Des progrès considérables ont été accomplis ces quatre dernières années sur la qualité et la cohérence des données de santé. Dans certains cas de figure, les chercheurs ne sont plus obligés de construire des cohortes, exercice toujours très lourd, mais peuvent utiliser les bases de données, ou recouper leur échantillon avec ces dernières. Pour l'IDS, les enjeux de santé publique sont très importants. Le nombre d'études épidémiologiques demeure très faible au regard des pathologies existantes. Par exemple, il y a beaucoup de travaux à mener sur les liens entre alimentation et santé.

Y a-t-il un volet où l'information fait encore défaut ?

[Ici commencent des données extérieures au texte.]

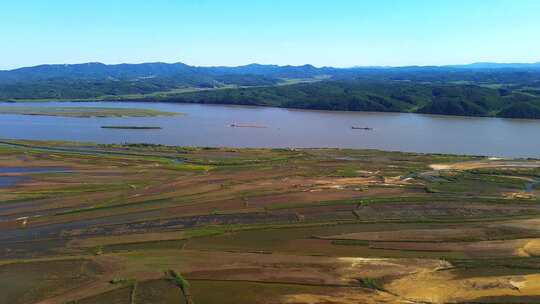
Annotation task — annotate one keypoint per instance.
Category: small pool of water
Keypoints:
(12, 180)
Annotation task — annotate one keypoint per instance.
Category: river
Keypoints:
(210, 125)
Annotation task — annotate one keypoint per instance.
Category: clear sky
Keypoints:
(236, 32)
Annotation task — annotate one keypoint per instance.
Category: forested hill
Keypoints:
(466, 100)
(480, 89)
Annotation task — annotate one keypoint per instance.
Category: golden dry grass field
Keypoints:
(87, 223)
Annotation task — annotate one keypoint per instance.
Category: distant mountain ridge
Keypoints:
(96, 70)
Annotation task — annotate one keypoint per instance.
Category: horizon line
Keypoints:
(272, 64)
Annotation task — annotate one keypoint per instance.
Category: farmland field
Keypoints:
(141, 223)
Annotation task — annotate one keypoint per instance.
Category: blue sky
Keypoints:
(236, 32)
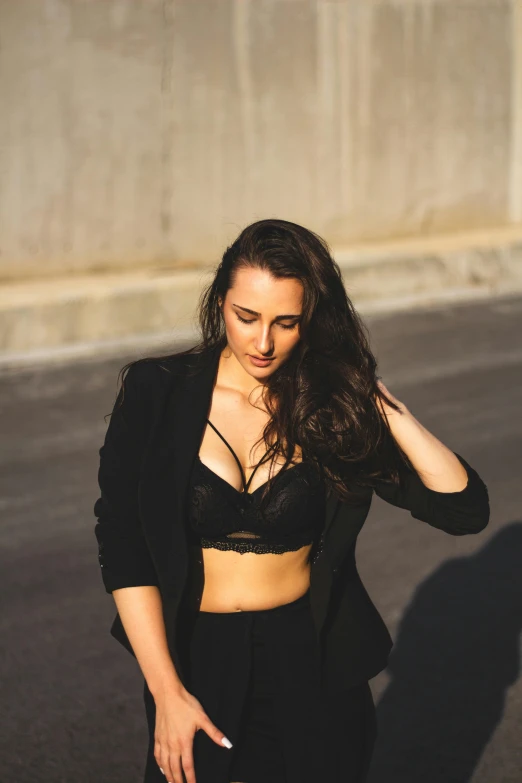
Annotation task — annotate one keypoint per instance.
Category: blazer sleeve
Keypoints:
(457, 513)
(122, 550)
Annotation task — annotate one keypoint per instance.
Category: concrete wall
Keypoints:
(147, 133)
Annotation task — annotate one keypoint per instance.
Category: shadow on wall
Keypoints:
(456, 652)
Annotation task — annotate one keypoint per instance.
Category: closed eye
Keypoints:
(284, 326)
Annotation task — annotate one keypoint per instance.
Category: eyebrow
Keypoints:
(253, 312)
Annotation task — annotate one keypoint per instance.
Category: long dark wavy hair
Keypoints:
(324, 397)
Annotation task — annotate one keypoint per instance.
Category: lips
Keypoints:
(260, 361)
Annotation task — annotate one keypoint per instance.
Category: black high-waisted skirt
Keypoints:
(256, 675)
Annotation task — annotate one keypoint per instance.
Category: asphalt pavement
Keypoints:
(450, 703)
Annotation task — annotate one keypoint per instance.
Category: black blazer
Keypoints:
(151, 442)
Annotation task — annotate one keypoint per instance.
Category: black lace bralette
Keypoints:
(224, 517)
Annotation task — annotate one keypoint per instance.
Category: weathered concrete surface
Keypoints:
(88, 314)
(144, 134)
(449, 707)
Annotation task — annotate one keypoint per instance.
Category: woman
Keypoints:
(235, 478)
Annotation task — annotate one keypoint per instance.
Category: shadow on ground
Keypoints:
(456, 653)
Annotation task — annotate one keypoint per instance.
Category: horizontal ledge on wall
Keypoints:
(76, 316)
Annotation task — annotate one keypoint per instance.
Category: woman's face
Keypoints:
(261, 316)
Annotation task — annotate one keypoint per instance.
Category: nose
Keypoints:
(265, 343)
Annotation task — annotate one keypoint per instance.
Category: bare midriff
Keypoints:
(236, 582)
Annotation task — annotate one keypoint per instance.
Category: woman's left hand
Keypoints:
(382, 405)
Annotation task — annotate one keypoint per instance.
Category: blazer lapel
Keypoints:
(189, 410)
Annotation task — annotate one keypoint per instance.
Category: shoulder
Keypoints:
(149, 376)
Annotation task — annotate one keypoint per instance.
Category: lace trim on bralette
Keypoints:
(251, 546)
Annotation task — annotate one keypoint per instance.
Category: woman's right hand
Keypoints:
(178, 717)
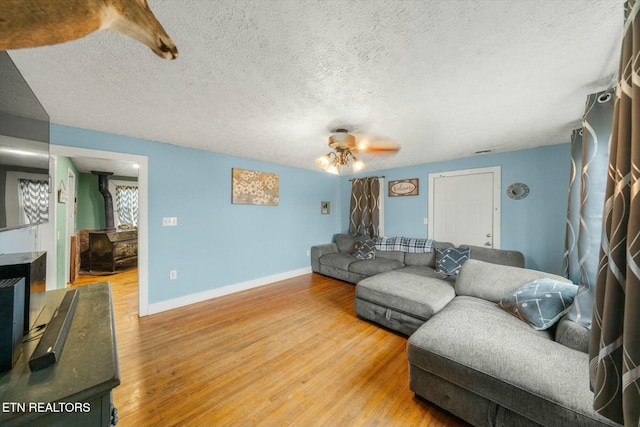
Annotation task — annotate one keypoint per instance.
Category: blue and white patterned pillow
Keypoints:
(449, 260)
(365, 249)
(540, 303)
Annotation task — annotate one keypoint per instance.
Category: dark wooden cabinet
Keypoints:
(76, 390)
(33, 267)
(111, 251)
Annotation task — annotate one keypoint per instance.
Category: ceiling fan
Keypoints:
(346, 144)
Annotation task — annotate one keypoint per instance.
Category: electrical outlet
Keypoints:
(169, 221)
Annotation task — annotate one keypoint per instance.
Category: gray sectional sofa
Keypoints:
(466, 353)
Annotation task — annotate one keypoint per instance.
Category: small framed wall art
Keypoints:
(403, 187)
(254, 188)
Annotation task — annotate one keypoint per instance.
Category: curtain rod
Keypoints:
(369, 177)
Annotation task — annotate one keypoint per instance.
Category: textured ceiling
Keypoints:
(268, 80)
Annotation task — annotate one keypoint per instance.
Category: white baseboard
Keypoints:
(159, 307)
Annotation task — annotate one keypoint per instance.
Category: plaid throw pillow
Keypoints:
(365, 249)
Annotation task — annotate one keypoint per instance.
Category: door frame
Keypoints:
(70, 221)
(143, 212)
(497, 183)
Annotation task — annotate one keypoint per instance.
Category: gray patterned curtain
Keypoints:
(35, 200)
(570, 267)
(615, 336)
(365, 207)
(127, 204)
(590, 157)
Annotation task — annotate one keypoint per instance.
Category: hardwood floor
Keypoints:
(288, 354)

Aujourd'hui, il manque une base sur la dépendance, dont les données puissent être « chaînées » avec celles de l'Assurance maladie (Sniiram) et des organismes complémentaires. Les travaux engagés dans ce sens en 2010, notamment avec la Caisse nationale solidarité autonomie (CNSA) membre de l'IDS, ont été gelés avec la réforme sur le cinquième risque, finalement reportée. Il serait important de pouvoir disposer d'une vision complète de la protection réelle de la personne âgée, au titre de sa dépendance et de celle de sa (ses) maladie(s), des étapes de sa prise en charge.

SON PARCOURS

Ancien élève de l'Ena, Chritian Babusiaux préside la première chambre de la Cour des comptes depuis 2005.

  • 1982-1983 Directeur adjoint du cabinet du ministre de l'Industrie.
  • 1984-1997 Directeur général de la concurrence, de la consommation et de la répression des fraudes.
  • 1977 Administrateur provisoire de la MSA.
  • 2003 Rapport au ministre de la Santé sur la transmission des données de santé aux assureurs complémentaires.
  • 2005 Président de chambre à la Cour des comptes.